Object Lessons, as its title suggests, can be read like a how-to manual for fiction writers: It's been called an MFA between two covers by Publishers Weekly. What did this book teach you about what works and what doesn't in fiction?

What's interesting about this collection is how experimental several of the stories are: truly avant-garde. As such, it's by no means a "greatest-hits" collection as people understand it; many of the most-collected stories from our archive aren't represented. In that sense, it's interesting to see what makes the "canon" and what doesn't, and to think about why that is. Especially in the context of this book, which is to say, stories that writers genuinely revere. The divide, perhaps, between writers' writing, and what has for whatever reason passed into the more conventional canon.

There's a vein of thought out there that says in order to publish short stories, one must write something formulaic and polished—something that will strike a haggard slush-pile reader as basically competent, without challenging them too much. Why do you agree or disagree?

Well, that might get someone out of the slush pile, but it's unlikely to grab an editor, and that's what everyone is looking for—to be arrested, to be challenged, to be discomfited sometimes. Unfortunately, a lot of people don't need much encouragement to be formulaic; we all cling to what we know. Competence, however, is not the same thing, and should not be underrated!
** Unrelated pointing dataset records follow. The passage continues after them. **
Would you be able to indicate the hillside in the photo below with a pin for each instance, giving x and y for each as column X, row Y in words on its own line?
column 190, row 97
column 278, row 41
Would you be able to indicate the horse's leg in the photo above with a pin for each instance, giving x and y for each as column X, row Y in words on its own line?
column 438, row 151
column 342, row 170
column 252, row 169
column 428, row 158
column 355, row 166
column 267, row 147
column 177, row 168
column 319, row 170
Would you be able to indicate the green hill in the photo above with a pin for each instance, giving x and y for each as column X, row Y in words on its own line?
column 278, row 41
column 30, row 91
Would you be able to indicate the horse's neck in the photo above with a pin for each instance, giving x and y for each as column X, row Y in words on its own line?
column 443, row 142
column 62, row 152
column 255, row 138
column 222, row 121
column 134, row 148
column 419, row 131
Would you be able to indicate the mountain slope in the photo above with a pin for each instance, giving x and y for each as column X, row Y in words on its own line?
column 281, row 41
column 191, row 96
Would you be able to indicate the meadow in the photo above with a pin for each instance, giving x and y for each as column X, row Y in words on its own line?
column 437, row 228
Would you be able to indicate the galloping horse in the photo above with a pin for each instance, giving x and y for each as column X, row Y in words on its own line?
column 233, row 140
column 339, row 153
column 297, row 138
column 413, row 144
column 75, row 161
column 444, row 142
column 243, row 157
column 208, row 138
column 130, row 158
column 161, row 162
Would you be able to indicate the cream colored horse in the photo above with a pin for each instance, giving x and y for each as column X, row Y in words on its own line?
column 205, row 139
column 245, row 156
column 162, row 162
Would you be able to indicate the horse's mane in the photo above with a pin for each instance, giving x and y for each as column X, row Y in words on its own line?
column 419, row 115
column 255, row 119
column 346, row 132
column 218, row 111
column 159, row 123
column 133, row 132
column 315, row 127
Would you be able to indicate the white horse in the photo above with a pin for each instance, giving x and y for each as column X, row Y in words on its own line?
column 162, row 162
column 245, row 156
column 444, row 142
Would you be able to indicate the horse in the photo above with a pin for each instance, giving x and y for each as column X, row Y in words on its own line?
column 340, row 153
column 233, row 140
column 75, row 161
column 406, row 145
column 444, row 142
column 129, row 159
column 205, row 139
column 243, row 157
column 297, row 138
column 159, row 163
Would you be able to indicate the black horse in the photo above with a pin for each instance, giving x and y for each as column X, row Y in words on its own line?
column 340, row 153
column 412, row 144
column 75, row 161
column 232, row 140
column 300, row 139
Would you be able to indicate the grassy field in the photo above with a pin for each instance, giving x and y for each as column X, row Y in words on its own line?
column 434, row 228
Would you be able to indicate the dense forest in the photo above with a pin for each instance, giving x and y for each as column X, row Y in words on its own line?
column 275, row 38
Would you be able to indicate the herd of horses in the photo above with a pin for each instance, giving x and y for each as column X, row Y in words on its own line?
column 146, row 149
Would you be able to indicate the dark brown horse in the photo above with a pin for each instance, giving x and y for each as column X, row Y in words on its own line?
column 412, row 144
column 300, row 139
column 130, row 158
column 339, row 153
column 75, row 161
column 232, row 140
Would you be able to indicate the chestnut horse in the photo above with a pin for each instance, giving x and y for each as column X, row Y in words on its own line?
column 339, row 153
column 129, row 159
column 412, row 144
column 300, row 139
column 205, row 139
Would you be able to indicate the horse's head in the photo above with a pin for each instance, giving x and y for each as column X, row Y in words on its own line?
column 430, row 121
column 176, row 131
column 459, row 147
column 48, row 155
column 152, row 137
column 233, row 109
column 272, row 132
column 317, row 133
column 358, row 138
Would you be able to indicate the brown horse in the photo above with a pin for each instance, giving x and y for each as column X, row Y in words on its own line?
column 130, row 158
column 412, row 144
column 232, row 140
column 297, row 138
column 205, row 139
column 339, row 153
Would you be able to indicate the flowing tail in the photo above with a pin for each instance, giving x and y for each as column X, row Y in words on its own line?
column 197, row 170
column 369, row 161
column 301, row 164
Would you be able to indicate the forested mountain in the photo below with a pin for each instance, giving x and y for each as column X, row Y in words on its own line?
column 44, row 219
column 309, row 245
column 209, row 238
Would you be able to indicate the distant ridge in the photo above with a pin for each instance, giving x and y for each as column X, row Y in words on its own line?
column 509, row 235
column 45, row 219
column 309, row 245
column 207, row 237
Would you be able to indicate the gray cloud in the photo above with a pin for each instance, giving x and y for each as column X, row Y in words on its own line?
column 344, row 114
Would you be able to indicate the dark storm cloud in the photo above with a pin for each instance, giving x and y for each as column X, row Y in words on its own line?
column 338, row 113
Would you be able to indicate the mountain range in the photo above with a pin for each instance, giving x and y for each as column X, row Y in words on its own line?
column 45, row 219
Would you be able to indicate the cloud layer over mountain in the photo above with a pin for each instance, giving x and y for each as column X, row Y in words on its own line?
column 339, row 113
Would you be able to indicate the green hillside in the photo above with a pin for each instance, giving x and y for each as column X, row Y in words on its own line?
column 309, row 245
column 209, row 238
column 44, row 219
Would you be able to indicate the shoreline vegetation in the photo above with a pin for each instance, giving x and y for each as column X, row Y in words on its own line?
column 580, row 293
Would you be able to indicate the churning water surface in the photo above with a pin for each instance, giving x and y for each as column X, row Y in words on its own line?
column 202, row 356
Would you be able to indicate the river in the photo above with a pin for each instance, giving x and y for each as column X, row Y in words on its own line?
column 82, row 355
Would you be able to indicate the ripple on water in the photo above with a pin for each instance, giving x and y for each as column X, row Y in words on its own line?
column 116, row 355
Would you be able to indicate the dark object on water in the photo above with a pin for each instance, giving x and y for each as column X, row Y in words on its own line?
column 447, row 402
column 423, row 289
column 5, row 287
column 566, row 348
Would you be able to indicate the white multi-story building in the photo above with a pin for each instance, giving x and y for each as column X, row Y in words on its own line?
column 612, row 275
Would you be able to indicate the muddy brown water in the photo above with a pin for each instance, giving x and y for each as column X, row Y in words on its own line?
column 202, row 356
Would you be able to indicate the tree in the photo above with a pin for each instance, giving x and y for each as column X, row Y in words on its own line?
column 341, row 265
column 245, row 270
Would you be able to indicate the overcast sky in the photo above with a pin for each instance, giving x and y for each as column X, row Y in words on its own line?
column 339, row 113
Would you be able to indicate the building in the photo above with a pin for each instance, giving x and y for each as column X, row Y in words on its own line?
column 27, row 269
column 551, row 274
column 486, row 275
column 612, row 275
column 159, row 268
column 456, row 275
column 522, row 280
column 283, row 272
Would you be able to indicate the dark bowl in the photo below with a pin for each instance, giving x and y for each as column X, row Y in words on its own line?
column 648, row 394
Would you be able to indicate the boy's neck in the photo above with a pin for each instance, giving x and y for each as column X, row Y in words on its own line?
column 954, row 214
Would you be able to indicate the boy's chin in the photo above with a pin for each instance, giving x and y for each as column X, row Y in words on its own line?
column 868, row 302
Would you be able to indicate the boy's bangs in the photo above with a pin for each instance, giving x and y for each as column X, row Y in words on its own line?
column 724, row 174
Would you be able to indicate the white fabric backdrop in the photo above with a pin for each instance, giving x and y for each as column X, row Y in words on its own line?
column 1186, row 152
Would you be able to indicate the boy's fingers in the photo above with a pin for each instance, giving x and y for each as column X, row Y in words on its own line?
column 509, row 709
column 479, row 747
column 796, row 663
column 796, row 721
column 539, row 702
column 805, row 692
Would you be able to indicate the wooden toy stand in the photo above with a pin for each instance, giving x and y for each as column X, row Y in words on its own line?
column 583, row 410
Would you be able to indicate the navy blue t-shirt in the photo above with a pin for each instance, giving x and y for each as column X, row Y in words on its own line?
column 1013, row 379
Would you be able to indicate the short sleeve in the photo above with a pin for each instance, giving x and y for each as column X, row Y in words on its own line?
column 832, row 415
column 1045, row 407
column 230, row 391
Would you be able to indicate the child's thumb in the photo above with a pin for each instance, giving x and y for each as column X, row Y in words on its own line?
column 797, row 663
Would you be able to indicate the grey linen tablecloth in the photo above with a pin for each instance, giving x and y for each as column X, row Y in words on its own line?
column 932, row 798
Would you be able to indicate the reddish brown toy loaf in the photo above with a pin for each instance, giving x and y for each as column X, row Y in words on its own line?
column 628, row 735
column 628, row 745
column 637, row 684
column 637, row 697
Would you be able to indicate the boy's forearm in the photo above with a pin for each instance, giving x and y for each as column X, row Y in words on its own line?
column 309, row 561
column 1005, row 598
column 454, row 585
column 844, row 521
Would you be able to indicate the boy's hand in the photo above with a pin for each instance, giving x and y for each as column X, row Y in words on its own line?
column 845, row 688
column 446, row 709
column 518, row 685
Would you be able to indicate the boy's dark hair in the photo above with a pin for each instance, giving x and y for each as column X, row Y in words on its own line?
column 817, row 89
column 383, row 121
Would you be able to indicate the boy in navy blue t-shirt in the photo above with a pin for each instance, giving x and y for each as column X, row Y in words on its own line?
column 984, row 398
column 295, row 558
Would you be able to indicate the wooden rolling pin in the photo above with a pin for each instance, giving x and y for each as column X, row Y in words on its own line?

Is there a standardizing influence that journals have? Do they create dominant aesthetics? Editors often say, if you want to know what we publish read the magazine. Is it possible to write a Paris Review story? Does this collection disprove that idea?

As you know, the Review has had only three editors in its history: It's inevitable that one person's aesthetic should be a guiding force, to a degree. I'd call it desirable. But if looking through the archive taught me one thing, it's that the fiction has been all over the map. The original mission statement declared that the magazine would publish anything "as long as it's good." They took that seriously.

Of course, the business is different. People are agented much more now. More writers get MFAs. These are both great things, but they're still more factors that might inevitably cut down on the diversity of what crosses our desks: Many writers' experiences are at least slightly similar in a way that wasn't true a few decades ago.

But, as you write in the introduction to the book, each story has its own rules. That can be challenging. Are there ever moments when you read something and are not sure if something is groundbreaking or horribly flawed?

Sure. It's easy to tell when something is terrific, and of course easy to tell when it's really bad for whatever reason. It becomes tricky when it's neither—or, hardest of all, when there's something special there, but the piece as a whole doesn't work. To what extent is that deliberate and not luck? Can the writer strip the rest away? Is he even willing to, or able to? How do you express this when the actual meat of the story—something the writer has surely worked on and thought about a lot—doesn't work? It's both exciting and extremely frustrating. And you never want to get someone's hopes up, make them put in a great deal of time and work, without some guarantee that you believe in it.